I had planned to watch the main roost site from my favourite vantage point, about a quarter mile further on at the top of a hill, but the noise at the pre-roost was building and I found myself rooted to the spot. Strangely mesmerised.
As the trees filled with the sound of jackdaws and rooks, I gradually started to make out individual families. Three, four or five birds following each other from tree branch to tree branch. Fights broke out, like any big gathering, as some birds chased each other; turning this way and that, trying to get away from their persistent pursuers. Had they landed on the wrong branch? Committed a grave corvid crime? It’s hard to tell, but punishment was swift and pretty violent. Pecks to the head and body if they were caught, and “sent to Coventry”. Loneliness must surely be the worse punishment for this gregarious bird?
Suddenly the general hubbub of the pre-roost changed as a ripple of calls moved from one tree to the next. As if as one, all five hundred birds lifted into the darkening sky. This time every bird was heading in the same direction, flying quite quietly, no more than a mile to the next valley where thousands more birds would already be waiting.
For a moment a strange silence fell on the wood, everything seemed to be breathing a huge sigh of relief at the exit of the jackdaws. Then the singing started. Beautiful singing, filling the darkness with eerie, echoing, woodland songs that wrapped themselves around the branches of the trees.
In the distance I could still hear the main jackdaw roost settling down for the night. A single mass sound, lifting and falling in volume as they made themselves comfortable.
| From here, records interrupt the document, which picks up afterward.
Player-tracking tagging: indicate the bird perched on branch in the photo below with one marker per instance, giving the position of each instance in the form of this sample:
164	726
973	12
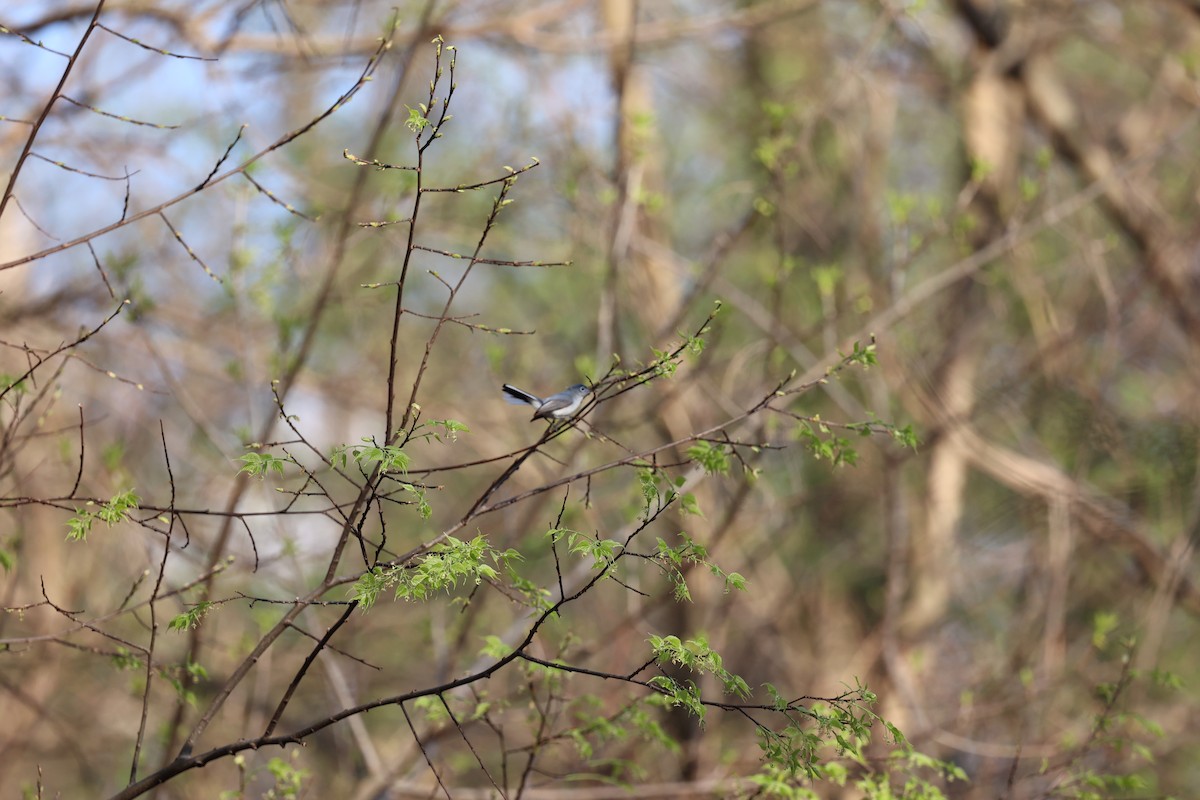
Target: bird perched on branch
557	407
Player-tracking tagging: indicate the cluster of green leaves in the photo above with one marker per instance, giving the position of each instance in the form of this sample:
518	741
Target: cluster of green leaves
696	656
449	564
191	618
111	512
687	553
389	458
259	464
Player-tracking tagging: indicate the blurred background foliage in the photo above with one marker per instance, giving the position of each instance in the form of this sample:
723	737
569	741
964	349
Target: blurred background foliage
1002	193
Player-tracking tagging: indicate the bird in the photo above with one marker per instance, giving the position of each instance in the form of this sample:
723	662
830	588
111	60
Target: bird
556	407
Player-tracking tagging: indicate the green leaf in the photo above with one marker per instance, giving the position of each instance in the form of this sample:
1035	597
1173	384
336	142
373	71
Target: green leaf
258	464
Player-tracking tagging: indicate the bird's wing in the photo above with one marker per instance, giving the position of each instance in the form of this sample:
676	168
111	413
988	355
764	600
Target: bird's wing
519	396
557	403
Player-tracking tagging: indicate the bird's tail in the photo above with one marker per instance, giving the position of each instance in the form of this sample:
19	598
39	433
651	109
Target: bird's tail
520	397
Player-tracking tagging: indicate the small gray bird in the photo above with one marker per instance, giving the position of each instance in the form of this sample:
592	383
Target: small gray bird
557	407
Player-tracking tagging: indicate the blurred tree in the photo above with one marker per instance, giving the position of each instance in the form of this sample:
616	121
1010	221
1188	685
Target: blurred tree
280	238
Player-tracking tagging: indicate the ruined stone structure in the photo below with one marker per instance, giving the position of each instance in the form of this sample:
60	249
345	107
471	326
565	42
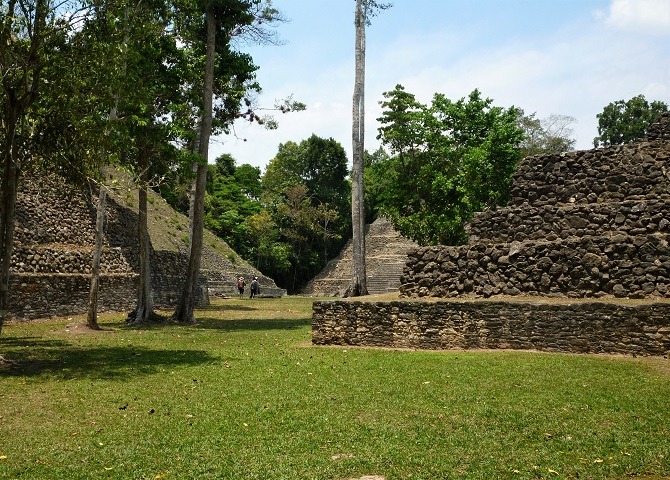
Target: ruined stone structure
53	251
582	225
385	257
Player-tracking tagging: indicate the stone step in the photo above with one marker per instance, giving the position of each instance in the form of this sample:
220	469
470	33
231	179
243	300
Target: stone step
600	175
551	222
620	266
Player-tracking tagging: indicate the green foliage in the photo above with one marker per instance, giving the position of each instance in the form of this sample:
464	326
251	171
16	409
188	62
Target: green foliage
548	135
449	160
622	122
307	195
242	395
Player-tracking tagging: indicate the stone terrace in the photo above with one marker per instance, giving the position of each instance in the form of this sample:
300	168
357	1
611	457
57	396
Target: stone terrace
53	251
386	255
582	225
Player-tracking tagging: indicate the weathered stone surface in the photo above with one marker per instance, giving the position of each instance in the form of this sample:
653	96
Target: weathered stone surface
53	250
580	225
580	327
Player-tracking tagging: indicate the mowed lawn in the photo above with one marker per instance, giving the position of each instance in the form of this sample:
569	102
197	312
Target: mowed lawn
243	394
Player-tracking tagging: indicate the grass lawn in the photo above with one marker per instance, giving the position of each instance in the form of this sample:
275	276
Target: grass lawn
243	395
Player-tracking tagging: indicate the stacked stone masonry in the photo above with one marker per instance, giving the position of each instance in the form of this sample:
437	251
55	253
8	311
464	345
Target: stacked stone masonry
386	255
590	229
53	251
591	223
593	327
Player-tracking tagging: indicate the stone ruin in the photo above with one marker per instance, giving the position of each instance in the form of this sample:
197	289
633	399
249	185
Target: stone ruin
385	257
578	262
53	250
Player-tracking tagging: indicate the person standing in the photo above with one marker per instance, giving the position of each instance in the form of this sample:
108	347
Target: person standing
240	285
255	289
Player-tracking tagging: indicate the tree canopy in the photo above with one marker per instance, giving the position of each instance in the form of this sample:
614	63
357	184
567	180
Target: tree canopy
625	121
449	160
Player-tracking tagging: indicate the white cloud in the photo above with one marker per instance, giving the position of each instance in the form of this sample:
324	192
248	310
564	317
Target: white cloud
641	16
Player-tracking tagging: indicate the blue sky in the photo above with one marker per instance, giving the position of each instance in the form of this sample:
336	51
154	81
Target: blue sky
567	57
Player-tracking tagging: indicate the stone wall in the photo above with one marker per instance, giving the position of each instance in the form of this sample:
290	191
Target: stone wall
592	223
582	327
385	256
47	295
618	266
53	250
581	225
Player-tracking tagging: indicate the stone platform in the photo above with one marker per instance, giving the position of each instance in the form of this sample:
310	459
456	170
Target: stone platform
578	262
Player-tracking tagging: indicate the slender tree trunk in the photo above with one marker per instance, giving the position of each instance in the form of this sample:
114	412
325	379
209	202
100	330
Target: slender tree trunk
184	310
191	193
144	311
92	317
9	187
145	306
358	284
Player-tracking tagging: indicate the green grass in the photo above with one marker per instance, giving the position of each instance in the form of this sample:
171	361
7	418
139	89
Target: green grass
243	395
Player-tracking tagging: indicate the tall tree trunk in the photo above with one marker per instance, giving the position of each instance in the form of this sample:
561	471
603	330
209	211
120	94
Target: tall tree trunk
184	311
92	317
145	305
358	285
191	193
8	189
144	311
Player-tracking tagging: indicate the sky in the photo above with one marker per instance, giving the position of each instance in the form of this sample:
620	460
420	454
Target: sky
564	57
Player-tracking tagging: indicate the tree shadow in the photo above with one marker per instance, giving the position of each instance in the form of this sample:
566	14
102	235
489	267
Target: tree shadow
251	325
65	361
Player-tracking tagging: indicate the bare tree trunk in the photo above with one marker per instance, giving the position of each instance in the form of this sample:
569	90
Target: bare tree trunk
358	285
92	317
191	192
184	310
145	306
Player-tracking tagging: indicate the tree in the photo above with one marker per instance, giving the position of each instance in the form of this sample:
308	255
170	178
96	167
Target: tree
365	9
31	34
552	134
448	161
626	121
223	19
305	193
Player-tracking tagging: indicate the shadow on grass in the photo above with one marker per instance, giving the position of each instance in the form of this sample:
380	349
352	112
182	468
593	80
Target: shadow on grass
252	325
33	358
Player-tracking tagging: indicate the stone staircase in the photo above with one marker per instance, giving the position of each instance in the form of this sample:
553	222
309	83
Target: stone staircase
578	262
386	255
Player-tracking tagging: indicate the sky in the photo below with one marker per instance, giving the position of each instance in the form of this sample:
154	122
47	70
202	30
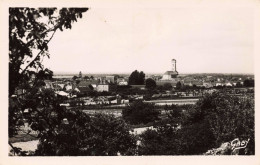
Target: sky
202	39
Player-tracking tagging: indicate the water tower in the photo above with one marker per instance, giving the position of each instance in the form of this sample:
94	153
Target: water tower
173	65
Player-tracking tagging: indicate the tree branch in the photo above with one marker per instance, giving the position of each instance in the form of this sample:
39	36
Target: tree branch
37	55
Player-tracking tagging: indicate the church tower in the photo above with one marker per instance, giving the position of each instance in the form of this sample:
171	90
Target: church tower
173	65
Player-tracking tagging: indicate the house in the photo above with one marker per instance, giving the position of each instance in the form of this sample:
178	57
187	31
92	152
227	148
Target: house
121	81
102	87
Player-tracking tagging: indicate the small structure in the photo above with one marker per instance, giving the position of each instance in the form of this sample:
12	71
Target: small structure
169	75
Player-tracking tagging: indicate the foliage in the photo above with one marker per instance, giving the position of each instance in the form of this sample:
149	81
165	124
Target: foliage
167	86
136	78
161	141
150	84
99	135
30	30
139	112
215	119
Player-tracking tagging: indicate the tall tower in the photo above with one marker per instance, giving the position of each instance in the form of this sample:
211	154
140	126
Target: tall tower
173	65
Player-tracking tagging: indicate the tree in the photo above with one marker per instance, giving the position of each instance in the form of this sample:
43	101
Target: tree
249	83
86	77
225	118
140	112
30	31
150	84
81	135
238	84
178	85
74	78
136	78
162	140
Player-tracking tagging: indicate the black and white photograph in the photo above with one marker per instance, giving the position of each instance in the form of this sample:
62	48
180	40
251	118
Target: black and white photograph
131	78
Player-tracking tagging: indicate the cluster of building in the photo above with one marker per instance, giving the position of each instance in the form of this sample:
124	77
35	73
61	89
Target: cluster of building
172	77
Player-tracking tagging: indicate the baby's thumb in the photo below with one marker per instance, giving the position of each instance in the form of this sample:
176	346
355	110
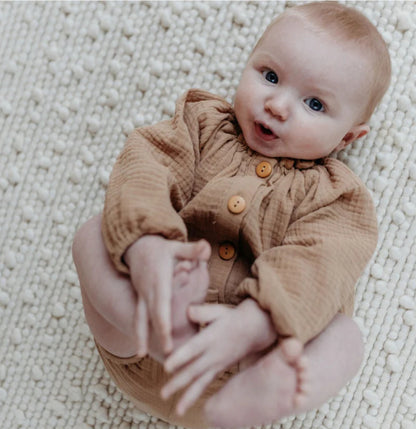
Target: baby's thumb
206	313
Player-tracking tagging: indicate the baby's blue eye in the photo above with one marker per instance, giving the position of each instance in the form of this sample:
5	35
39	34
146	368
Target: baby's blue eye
271	76
315	104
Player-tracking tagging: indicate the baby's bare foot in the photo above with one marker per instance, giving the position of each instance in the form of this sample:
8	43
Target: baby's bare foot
267	391
190	285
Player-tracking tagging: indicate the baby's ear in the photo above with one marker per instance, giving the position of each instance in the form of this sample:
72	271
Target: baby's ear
353	134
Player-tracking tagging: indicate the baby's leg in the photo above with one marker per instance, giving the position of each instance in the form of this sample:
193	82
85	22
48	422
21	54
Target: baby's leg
286	381
109	299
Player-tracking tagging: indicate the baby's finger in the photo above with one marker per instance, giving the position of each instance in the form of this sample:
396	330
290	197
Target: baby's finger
194	392
142	328
207	313
183	378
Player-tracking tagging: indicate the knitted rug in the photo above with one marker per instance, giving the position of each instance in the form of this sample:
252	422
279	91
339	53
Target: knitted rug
75	79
Walking home the only sound came from the streams still trying to draw the water off the land after the rains. No birdsong, no foxes, no owls, just water.
Finally, walking up the hill towards civilisation, with street lamps glaring, the sound of cars and people spoiled the atmosphere. I’d been out for over two hours, on the edge of a busy urban village, and yet I realised hadn’t passed a single human being. I hope it stays like that, I’d selfishly like to keep this special time, when day turns to night, all to myself.